Eça contou como conheceu Antero de Quental, percebendo-o numa tertúlia: “Deslumbrado, toquei o cotovelo de um camarada, que murmurou, por entre os lábios abertos de gosto e pasmo. – É o Antero! (…) Nesse tempo ele era em Coimbra, e nos domínios da inteligência, o Príncipe da Mocidade”. Esse príncipe da poesia e da filosofia emancipadora foi um atormentado poeta e militante que passou fulgurantemente pela vida pública e que se suicidou antes de completar os cinquenta anos. E, se é difícil distinguir os vários planos em que se precipitou, é mesmo por serem inseparáveis.

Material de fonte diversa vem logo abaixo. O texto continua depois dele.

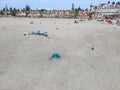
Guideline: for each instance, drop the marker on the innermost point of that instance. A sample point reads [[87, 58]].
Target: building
[[106, 9]]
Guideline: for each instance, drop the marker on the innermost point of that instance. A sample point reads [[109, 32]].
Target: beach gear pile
[[109, 21], [118, 22], [31, 22], [37, 32]]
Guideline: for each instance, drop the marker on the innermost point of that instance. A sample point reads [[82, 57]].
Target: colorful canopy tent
[[75, 21], [37, 32], [55, 56], [109, 21]]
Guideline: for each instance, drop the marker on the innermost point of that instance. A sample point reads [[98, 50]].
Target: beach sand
[[25, 64]]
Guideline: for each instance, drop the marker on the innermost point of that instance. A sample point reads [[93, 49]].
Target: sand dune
[[25, 64]]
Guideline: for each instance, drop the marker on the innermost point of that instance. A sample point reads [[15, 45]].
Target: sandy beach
[[25, 64]]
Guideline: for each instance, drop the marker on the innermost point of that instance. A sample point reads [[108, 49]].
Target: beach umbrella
[[37, 32], [56, 56]]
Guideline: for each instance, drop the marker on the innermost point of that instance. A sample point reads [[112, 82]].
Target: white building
[[106, 9]]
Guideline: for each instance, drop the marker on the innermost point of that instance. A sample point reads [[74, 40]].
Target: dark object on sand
[[55, 57], [92, 48]]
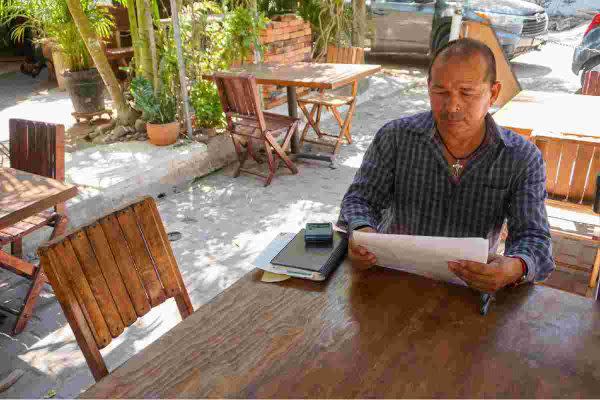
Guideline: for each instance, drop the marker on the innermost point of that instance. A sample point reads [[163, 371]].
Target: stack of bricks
[[286, 40]]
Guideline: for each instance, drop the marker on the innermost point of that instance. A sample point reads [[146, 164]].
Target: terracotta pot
[[163, 134]]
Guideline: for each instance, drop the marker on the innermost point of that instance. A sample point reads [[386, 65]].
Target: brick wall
[[287, 39]]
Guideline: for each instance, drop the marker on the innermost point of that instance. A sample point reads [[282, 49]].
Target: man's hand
[[361, 258], [490, 277]]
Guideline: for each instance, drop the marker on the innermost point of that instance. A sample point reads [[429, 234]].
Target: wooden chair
[[245, 119], [591, 83], [572, 165], [331, 102], [107, 274], [38, 148]]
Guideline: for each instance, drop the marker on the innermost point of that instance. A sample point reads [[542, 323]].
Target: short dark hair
[[467, 47]]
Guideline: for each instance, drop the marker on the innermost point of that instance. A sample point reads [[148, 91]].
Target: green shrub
[[158, 108], [204, 97]]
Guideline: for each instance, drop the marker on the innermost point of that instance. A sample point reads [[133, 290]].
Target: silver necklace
[[457, 167]]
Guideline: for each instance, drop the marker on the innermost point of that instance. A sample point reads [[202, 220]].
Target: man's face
[[460, 97]]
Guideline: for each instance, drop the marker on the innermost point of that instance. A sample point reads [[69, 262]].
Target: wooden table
[[311, 75], [387, 334], [551, 112], [23, 194]]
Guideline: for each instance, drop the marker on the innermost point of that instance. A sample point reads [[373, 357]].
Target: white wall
[[570, 7]]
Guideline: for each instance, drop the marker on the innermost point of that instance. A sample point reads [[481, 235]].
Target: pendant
[[456, 169]]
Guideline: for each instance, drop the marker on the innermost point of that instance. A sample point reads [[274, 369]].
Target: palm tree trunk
[[145, 61], [152, 43], [135, 37], [125, 115], [359, 22]]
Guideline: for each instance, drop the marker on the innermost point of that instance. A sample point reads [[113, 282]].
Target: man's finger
[[477, 268]]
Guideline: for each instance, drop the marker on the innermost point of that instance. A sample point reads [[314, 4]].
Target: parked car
[[422, 26], [587, 55]]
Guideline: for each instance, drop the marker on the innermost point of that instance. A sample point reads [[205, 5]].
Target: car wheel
[[441, 38], [588, 66]]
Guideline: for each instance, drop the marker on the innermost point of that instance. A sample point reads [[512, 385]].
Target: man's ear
[[496, 87]]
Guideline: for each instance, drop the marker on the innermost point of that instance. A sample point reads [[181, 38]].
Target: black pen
[[486, 300]]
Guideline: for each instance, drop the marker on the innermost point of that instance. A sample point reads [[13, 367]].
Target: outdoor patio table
[[563, 113], [311, 75], [23, 195], [381, 333]]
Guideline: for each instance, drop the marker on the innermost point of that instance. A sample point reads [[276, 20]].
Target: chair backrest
[[37, 147], [107, 274], [591, 83], [572, 164], [345, 55], [239, 98]]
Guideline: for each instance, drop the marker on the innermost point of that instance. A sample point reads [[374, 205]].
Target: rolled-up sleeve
[[528, 230], [372, 188]]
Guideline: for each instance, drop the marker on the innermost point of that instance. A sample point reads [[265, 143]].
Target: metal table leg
[[295, 145]]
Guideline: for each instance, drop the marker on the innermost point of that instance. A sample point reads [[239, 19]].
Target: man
[[453, 172]]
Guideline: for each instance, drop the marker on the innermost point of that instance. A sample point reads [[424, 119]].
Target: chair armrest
[[597, 198]]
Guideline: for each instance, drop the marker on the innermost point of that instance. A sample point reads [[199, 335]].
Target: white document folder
[[423, 255]]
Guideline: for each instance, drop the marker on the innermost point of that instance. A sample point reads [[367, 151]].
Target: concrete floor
[[225, 223]]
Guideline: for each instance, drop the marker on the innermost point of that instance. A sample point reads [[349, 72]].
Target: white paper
[[423, 255]]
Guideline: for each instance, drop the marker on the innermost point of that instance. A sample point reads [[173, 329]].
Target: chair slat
[[184, 303], [157, 247], [108, 266], [551, 154], [78, 282], [141, 257], [565, 170], [590, 190], [96, 281], [580, 172], [73, 311], [125, 264]]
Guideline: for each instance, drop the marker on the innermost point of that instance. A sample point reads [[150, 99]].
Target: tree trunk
[[125, 114], [145, 61], [359, 23], [135, 37], [152, 43]]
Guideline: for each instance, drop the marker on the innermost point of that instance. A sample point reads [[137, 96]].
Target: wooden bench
[[572, 166]]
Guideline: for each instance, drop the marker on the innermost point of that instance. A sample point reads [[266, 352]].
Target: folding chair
[[331, 102], [572, 165], [591, 83], [107, 274], [38, 148], [245, 119]]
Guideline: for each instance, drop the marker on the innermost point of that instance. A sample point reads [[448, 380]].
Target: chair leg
[[344, 131], [272, 167], [279, 151], [60, 226], [16, 248], [242, 155], [38, 281], [309, 121], [595, 270]]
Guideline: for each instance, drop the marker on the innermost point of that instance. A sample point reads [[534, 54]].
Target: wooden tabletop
[[23, 194], [551, 112], [382, 334], [314, 75]]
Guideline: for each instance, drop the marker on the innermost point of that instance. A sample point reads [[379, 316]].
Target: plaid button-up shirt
[[404, 186]]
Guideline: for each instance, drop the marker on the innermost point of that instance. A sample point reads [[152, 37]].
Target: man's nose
[[453, 103]]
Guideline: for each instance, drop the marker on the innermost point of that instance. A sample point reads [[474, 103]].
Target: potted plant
[[159, 110], [208, 113], [51, 21]]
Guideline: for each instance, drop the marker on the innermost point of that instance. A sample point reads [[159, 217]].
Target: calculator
[[321, 232]]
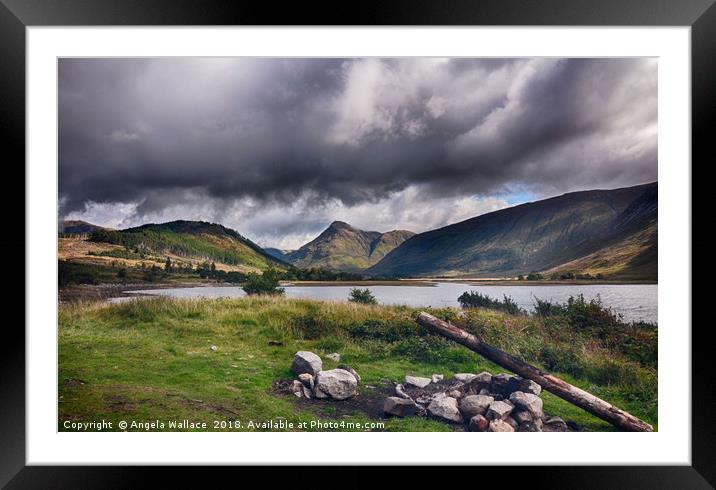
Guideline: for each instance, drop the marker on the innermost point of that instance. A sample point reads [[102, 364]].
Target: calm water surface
[[633, 301]]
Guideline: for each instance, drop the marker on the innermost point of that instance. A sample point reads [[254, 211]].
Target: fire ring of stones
[[482, 402], [313, 382]]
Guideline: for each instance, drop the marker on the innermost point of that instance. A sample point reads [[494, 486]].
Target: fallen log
[[561, 388]]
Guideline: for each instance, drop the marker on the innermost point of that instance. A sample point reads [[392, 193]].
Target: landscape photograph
[[357, 244]]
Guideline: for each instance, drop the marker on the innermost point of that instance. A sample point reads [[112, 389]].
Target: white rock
[[445, 408], [498, 425], [499, 410], [472, 405], [417, 381], [346, 367], [306, 362], [400, 391], [337, 383], [527, 401]]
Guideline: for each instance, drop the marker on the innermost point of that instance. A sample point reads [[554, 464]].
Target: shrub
[[363, 296], [473, 299]]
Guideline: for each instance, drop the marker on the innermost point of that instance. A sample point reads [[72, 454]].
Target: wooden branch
[[561, 388]]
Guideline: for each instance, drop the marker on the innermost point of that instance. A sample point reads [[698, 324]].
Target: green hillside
[[190, 239], [610, 231], [344, 248]]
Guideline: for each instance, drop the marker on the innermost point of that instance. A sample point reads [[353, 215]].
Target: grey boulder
[[518, 383], [306, 362], [337, 383], [346, 367], [465, 377], [445, 408], [499, 410], [498, 425], [472, 405], [417, 381], [478, 423], [527, 401], [555, 424]]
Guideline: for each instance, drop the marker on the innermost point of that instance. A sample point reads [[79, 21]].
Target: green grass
[[151, 359]]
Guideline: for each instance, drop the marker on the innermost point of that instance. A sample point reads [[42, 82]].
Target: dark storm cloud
[[166, 132]]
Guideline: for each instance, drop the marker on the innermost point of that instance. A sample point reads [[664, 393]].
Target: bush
[[473, 299], [266, 283], [363, 296]]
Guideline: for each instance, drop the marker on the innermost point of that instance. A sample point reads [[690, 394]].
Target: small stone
[[499, 383], [555, 424], [472, 405], [465, 377], [480, 382], [306, 362], [499, 410], [306, 379], [521, 416], [529, 426], [337, 383], [296, 388], [527, 401], [445, 408], [417, 381], [400, 407], [346, 367], [400, 391], [498, 425], [518, 383], [478, 423]]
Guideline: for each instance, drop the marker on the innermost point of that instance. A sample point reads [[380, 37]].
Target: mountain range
[[607, 232], [345, 248]]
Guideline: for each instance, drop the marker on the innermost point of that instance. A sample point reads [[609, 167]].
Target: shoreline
[[106, 291]]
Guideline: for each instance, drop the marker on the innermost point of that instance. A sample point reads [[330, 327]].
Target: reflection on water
[[633, 301]]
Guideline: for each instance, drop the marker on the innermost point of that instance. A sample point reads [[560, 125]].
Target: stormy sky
[[279, 148]]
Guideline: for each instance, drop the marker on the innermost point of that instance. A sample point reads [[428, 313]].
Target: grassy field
[[151, 359]]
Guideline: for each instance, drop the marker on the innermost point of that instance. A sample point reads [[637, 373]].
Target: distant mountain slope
[[76, 227], [191, 240], [344, 248], [609, 230], [277, 252]]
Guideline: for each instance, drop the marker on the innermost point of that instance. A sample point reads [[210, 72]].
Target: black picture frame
[[16, 15]]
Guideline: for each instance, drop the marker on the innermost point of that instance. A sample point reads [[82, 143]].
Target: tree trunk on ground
[[562, 389]]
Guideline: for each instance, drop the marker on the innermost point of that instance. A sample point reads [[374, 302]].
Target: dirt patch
[[72, 382]]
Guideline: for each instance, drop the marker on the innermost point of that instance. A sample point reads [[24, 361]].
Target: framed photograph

Nascido no romantismo, Antero tornou-se uma das vozes precursoras do modernismo português e, ao mesmo tempo, da ideia socialista. O seu livro “Odes Modernas”, publicado em 1865, reflete essa preocupação e o confronto com o conservadorismo, que o lirismo romântico reproduzia e com o qual rompeu. “É a Revolução! a mão que parte/ Coroas e tiaras!/ É a Luz! a Razão! é a Justiça!/ É o olho da Verdade!”, escreveu ele. No meio da crítica à alienação e à dor da existência triste, o poema anuncia um novo sentido para a vida. E foi por isso que Antero se fez socialista, o que o levou à denúncia do trabalho, a condição escravizada dos proletários modernos: “Trabalhais! e mal vedes que trabalho!/ Sois as rodas da máquina/ Que a si mesma se está esmigalhando!”. Muitos pontos de exclamação, atitude belicosa, era assim Antero. Queria ser ouvido e foi ouvido.

Segunda edição de Odes Modernas de Antero de Quental.
Segunda edição de Odes Modernas de Antero de Quental.

Impulsionador do grupo da “Geração de 70”, convocou as conferências do Casino, ao pé do Chiado e em 1871, com o apoio de José Fontana, outro dos fundadores do socialismo em Portugal. A inauguração foi no dia 22 de maio, a Comuna de Paris seria esmagada na semana seguinte, após menos de três meses de governo revolucionário, mas eram os seus ecos que se sentiam nessa iniciativa. O tema era a voz de Antero, que se erguia tonitruante contra as três causas da decadência dos povos peninsulares: o absolutismo fanático, o clericalismo jesuítico e a economia pendurada nas rendas imperiais desde os Descobrimentos. Influenciado por Proudhon, Antero reuniu com os emissários da Associação Internacional dos Trabalhadores e entusiasmou-se com o projeto de formação do “partido dos proletários portugueses”, que seria o Partido Socialista, criado em 1875.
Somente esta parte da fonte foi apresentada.